Par ce livre, Ilya Pavlova contribue à démasquer les pervers narcissiques et sensibiliser à la violence psychologique. Paul était prompt à donner des coups, mais derrière les bleus, il y a tout ce travail psychologique d'emprise à analyser. Ce qui fait que la victime reste, qu'elle n'est parfois même pas tout à fait consciente d'être une victime - tant le bourreau parvient à inverser les rôles, et à tirer sur la corde de la culpabilité.

Le style d'écriture : direct et efficace, sans fioriture

Ilya évoque ses souvenirs, déroule le fil de sa vie de manière chronologique. On ne trouve pas de dialogue entier, elle ne retranscrit pas de manière descriptive des scènes qui ont eu lieu. Elle décrit les faits marquants, tels qu'ils ont été, ce qui en fait un roman bref - qui va droit au but.

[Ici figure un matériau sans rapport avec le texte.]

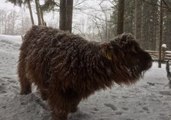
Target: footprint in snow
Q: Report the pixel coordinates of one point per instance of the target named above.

Un témoignage engagé qui interroge notre système : quelle protection pour les femmes ? Quelle sanction pour les bourreaux ?

Les dernières pages du livre posent un double constat :

1) les gendarmes, les policiers et les juges n'ont pas les moyens, notamment juridiques, pour protéger convenablement la victime. D'ailleurs, le dossier de Paul a révélé de nombreuses main-courantes déposées par ses ex. Sans parler de sa première femme, qu'il a poussé au suicide.
A titre personnel, il a fallu attendre 2 ans et 7 mois après ma plainte pour que mon ex soit placé sous contrôle judiciaire avec interdiction de m'approcher... On parle de plus en plus de lutte contre les violences faites aux femmes - mais concrètement - quelle protection avons-nous ?

2) le système judiciaire protège le coupable. Quand on parvient à porter plainte, à prouver la culpabilité du prévenu, le verdict tombe et parait toujours dérisoire en comparaison du chemin subi par la victime, et du chemin de reconstruction qu'il lui reste à parcourir. Peine dérisoire qui fera encore l'objet de remise de peine.
Comme le dit Ilya, pour elle ça a été 5 ans fermes, 5 années de violence. Comment ne pas s'insurger que le coupable s'en sorte avec un 1 an ferme (qui pourra être modifié avec le juge de l'application des peines), et principalement du sursis ?
Pour ma part, après la décision du tribunal correctionnel, l'on m'a expliqué que je devais être satisfaite de sa peine, car sans casier judiciaire et inséré professionnellement, 8 mois fermes (aménagés sous forme de bracelet électronique tout de même) c'était inespéré. Comment ?
Je suis encore à me débattre sous le poids de ce passé, mais lui a purgé sa peine, il a remis son masque, il exhibe ses réussites sur les réseaux sociaux, il est entouré de ses victimes, trop heureuses de servir leur gourou, et doit se dire avec cette aventure judiciaire "plus de peur que de mal".

Ilya dit qu'elle ne pardonnera pas : on ne peut pas pardonner quand la justice nous laisse avec un besoin de reconnaissance insuffisamment satisfait.

En conclusion, un témoignage comme il en faudrait davantage. Je souhaite à Ilya la reconstruction et l'apaisement.